Four years ago, Rockoff gave evidence at the international court in Phnom Penh investigating the crimes against humanity committed by the Khmer Rouge leadership and told of one close encounter.

“I photographed the collection of weapons; disarming of soldiers; a large group of soldiers traveling under guard being sent towards the Olympic Stadium,” the American said.

“I was standing next to Roland Neveu, and one of the cadres came up to him and asked in French: ‘Where are the Americans?’ Roland said: ‘They departed.’ I was very glad he did not ask me because I do not speak French.”

This photo was taken opposite the French Embassy after the shooting had stopped and is Neveu’s first image of the Khmer Rouge, unexpectedly smiling. Photo: Roland Neveu

The large grounds of the French embassy quickly filled with people seeking refuge, but out on the streets the exodus was in full swing, and no one was spared.

“From where I stood, I could see groups of people heading north up the boulevard, including men, women and children,” Neveu wrote. “There was even a group of doctors or nurses pulling a cart with what appeared to be patients on it. I didn’t know yet that the nearby Calmette Hospital was also being forcibly emptied.”

The Bangkok-based Neveu still travels to Cambodia regularly and two years ago was employed as not only the stills photographer for Angelina Jolie’s movie First They Killed My Father, but also played a major role in recreating the scenes from Phnom Penh on April, 1975, when the Khmer Rouge marched into the city. His other movie credits include The Killing Fields, Platoon, Good Morning Vietnam, Rambo III, Casualties of War, Born on the Fourth of July, The Doors, Thelma & Louise, City of Ghosts, Bangkok Dangerous and many more.

The Fall of Phnom Penh is published in Thailand by Asia Horizons Books and is available at Amazon, the Foreign Correspondent’s Club of Thailand, Asia Books and Kinokuniya. In Cambodia, both the French-language and English versions are for sale at Monument Books.
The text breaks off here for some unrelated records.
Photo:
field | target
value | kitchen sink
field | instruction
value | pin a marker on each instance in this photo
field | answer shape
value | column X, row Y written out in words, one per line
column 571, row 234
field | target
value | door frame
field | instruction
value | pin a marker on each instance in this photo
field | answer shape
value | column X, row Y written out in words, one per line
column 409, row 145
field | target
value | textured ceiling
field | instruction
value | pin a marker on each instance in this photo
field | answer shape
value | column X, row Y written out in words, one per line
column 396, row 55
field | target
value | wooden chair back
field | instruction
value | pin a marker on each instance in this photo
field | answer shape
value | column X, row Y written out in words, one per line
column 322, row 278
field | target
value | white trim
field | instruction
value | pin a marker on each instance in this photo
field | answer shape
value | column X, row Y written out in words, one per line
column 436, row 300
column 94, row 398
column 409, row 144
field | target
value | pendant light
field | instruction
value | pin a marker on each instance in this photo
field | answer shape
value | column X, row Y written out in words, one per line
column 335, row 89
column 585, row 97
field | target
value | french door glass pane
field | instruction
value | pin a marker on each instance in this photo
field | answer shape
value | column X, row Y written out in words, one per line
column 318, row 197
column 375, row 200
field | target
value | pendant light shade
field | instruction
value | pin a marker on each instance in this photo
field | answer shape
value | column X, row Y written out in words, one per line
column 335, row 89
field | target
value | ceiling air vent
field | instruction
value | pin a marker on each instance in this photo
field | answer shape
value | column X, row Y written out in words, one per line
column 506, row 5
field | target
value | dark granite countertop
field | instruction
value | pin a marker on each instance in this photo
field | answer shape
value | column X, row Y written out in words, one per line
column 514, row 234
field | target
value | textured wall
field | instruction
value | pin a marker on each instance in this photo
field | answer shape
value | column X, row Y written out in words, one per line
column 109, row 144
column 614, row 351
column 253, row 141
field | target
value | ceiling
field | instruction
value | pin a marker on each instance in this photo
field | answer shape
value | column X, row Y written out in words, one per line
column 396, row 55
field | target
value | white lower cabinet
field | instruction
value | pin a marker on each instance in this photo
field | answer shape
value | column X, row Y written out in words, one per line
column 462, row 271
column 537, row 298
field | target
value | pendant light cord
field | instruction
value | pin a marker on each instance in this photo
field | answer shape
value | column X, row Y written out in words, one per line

A small crowd assembles outside the school grounds where the American helicopters landed and evacuated staff a week before the fall of the city. Photo: Roland Neveu
Truckloads of guns were collected and dumped at the crossroads on Monivong Boulevard until they blocked the entire street. Photo: Roland Neveu
Two senior Khmer Rouge cadres leading a group of hardened soldiers along Monivong Boulevard in Phnom Penh. Photo: Roland Neveu
In the first hours after the city fell, many government soldiers (left and center) surrendered to Khmer Rouge cadre (right). Most were quickly taken away and executed. Photo: Roland Neveu
Roland Neveu with the first Sihanoukiste guerrilla unit of the Moulinaka, who told heart-wrenching stories of life under the Khmer Rouge. Photo: Roland Neveu collection
Roland Neveu’s book The Fall of Phnom Penh.